#gantungdiri#bunuhdiri#beritalampung

Pria Tewas Gantung Diri di Rumah Pacar

( kata)
Pria Tewas Gantung Diri di Rumah Pacar
Ilustrasi. Foto: Google Images


Bandar Lampung (Lampost.co): Seorang pria ditemukan tewas dalam keadaan gantung diri, Minggu, 26 Januari 2020, sekitar pukul 22.15 WIB, di rumah yang terletak di Jalan H. Komarudin, Kampung Madiun, No. 26 RT 17 Lk. II, Kelurahan Rajabasa Raya, Kecamatan Rajabasa.

Pria itu bernama Deni Nopriyanto, 20, warga Jalan harimau, Kelurahan Sidodadi, Kedaton, Bandar Lampung. Korban ditemukan dalam keadaan sudah tidak bernyawa tergantung di kusen pintu dengan tali tambang berwarna kuning.
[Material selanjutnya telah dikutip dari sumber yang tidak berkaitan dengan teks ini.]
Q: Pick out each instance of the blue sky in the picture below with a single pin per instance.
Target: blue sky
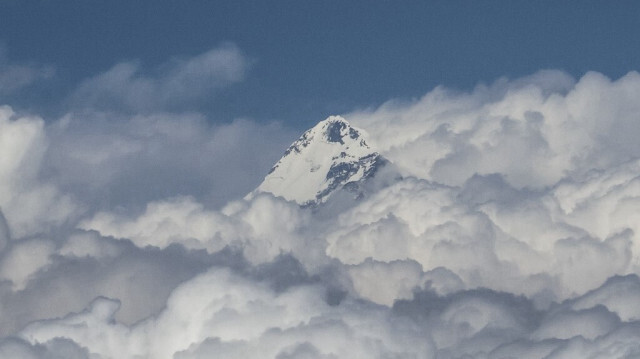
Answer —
(309, 59)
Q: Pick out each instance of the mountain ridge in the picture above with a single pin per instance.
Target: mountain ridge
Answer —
(330, 156)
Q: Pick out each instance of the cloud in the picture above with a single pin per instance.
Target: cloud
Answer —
(512, 232)
(29, 204)
(534, 131)
(176, 84)
(16, 77)
(129, 161)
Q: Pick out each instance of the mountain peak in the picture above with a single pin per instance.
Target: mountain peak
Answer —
(325, 158)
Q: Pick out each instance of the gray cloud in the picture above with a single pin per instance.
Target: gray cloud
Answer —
(16, 77)
(172, 85)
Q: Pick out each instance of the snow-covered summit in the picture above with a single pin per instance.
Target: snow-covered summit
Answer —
(325, 158)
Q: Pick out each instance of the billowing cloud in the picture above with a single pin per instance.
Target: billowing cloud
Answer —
(511, 232)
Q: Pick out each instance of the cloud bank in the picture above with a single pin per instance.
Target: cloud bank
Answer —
(512, 232)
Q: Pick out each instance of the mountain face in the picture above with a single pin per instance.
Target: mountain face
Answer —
(330, 156)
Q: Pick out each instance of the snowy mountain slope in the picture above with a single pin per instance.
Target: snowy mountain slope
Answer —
(324, 159)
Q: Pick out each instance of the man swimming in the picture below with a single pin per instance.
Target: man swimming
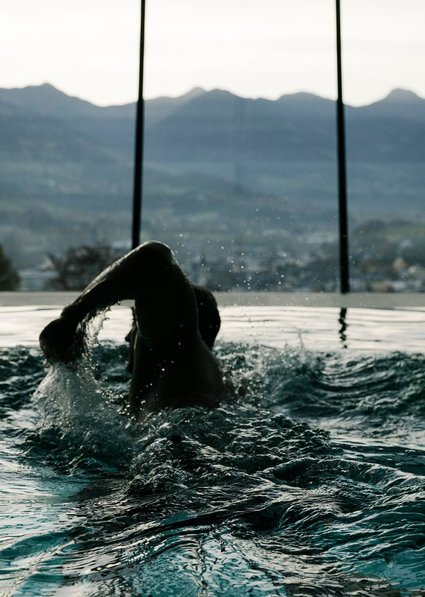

Korban mengenakan kemeja motif kotak berwarna hijau dan celana jeans biru.

Ketua RT setempat Salidin membenarkan hal tersebut. Ia memaparkan rumah tersebut milik Dewi yang memiliki adik bernama Sisi Asri Utami yang berpacaran dengan korban.

"Kami dapat info dari yang punya rumah, kalau ada orang tergantung. Dia emang pacaran sama Sisi. Dia (korban) bisa masuk ke rumah, karena dia juga punya kunci," ujarnya saat dikonfirmasi Lampost.co, Senin, 27 Januari 2020.

Ia tak mengetahui secara pasti penyebab korban nekat gantung diri, namun informasi yang beredar diduga adanya rasa cemburu antara korban ke pacarnya, jadi penyebab Deni mengakhiri hidupnya.

"Waktu itu , nformasinya pacarnya lagi di Kalianda, jadi enggak dirumah itu. Terkait hubungannya lebih detil saya enggak tahu," katanya.

Sementara informasi yang didapat Lampost.co, awalnya korban datang ke rumah tersebut pada Minggu sekitar pukul 17.00 WIB, dengan menaiki sepeda motor jenis Yamaha Mio Hitam BD-3097-GM.

Korban mencari pacarnya, namun hanya bertemu dengan adik korban bernama Al Shifa.

Lalu korban yang diketahui berstatus duda tersebut masuk ke kamar pacarnya. Kemudian, sekitar pukul 22.00, Al Shifa sudah melihat korban dalam keadaan tergantung. Diduga korban sempat menelpon pacarnya sebelum mengakhiri hidupnya.

Kapolsek Kedaton Kompol Daud membenarkan hal tersebut. Sayangnya ia tak mau memaparkan motif kematian korban secara rinci.